In the movie L gets stripped from his “sympathetic inspector antagonist” and demoted to a full “inspector Javert” trying to murder Light in the quart of the movie. L it’s just another detective, there is not substance to his character, he wants to resolve the case ‘cause this is what he does. The only attempts to go with something with him is his breakdown after Watari is killed but that twist just make his character even more cliché, becomes it striped him completely of his anti-hero status to become the villain…I mean the secondary villain for the sake of…the Hollywood Formula?
This L is not really a bad or a shitty character, his problem,  in the same way that with Light, is that he is just another character, unmemorable, bland and lacking any kind of role or meaning aside of being a secondary antagonist
I would talk about Mia/Misa, but her character it’s so far away of her original depiction that it would be pointless.
Mia is a weird thing really. Not only is her introduction forced as fuck.
I mean the whole scene was something like “Hey wanna see me kill some random people”.
But the really confusing part just comes in her character. I mean what is she? A sociopath? Is she drunk with power? Is she using Light for that reason? Or the Note just makes her wet? And then the movie makes her the Big Bad, with a really stupid plan and a death also kind of stupid. A twist for the sake of a twist that only serves to cement Light as a great schemer in the last minute…as a character she was the worst in the whole film. She was in the movie because she was Misa counterpart but she has no purpose other than make Light more likeable.
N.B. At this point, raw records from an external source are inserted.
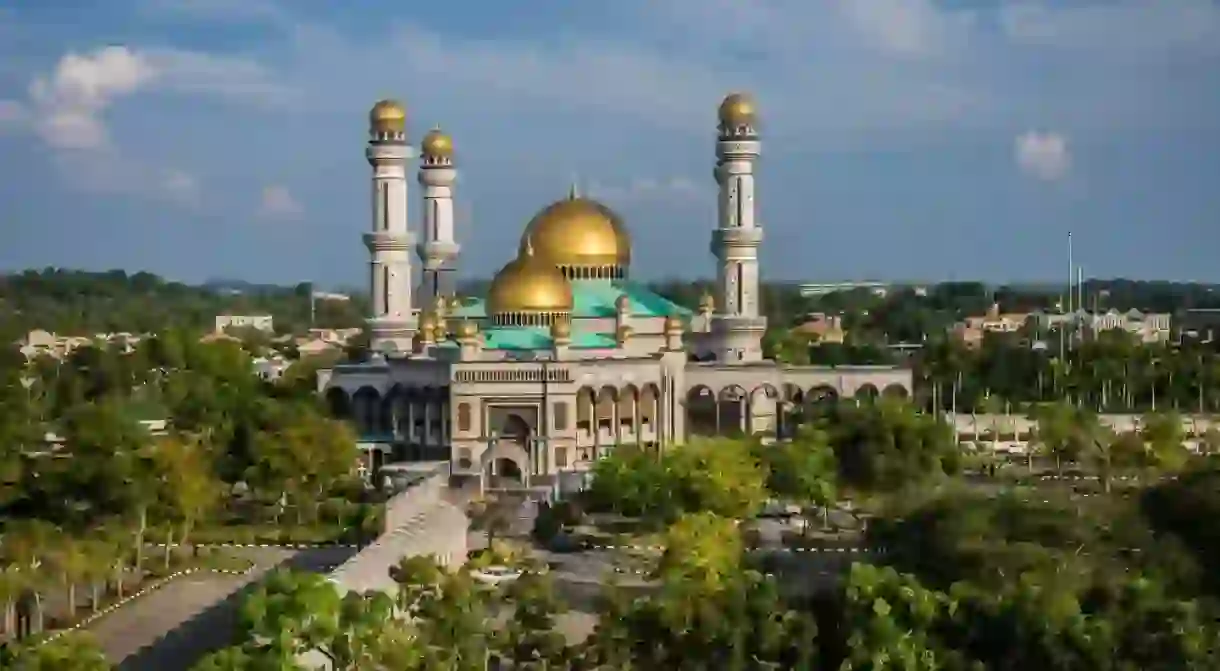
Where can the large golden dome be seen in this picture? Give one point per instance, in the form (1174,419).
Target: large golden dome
(737,109)
(582,237)
(388,115)
(528,290)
Do you remember how tense a suspenseful the anime/manga was? There is not of that here.
Death Note was thrilling supernatural drama, with a lot of twist and turns, mind games and, overall, a great police series. As I said in the begging one of the best things of Death Note is how its flows.
Death note 2017, it’s not a mystery, it’s not a police drama, even the supernatural elements are reduced to their minimum…And it comes down to the begging, the great problem is that this is just a very tame superficial adaptation, the note, the candies, the shinigamis, the KEIKAKUs, but without the substance or the style (Even the genre) that make the original first half so great.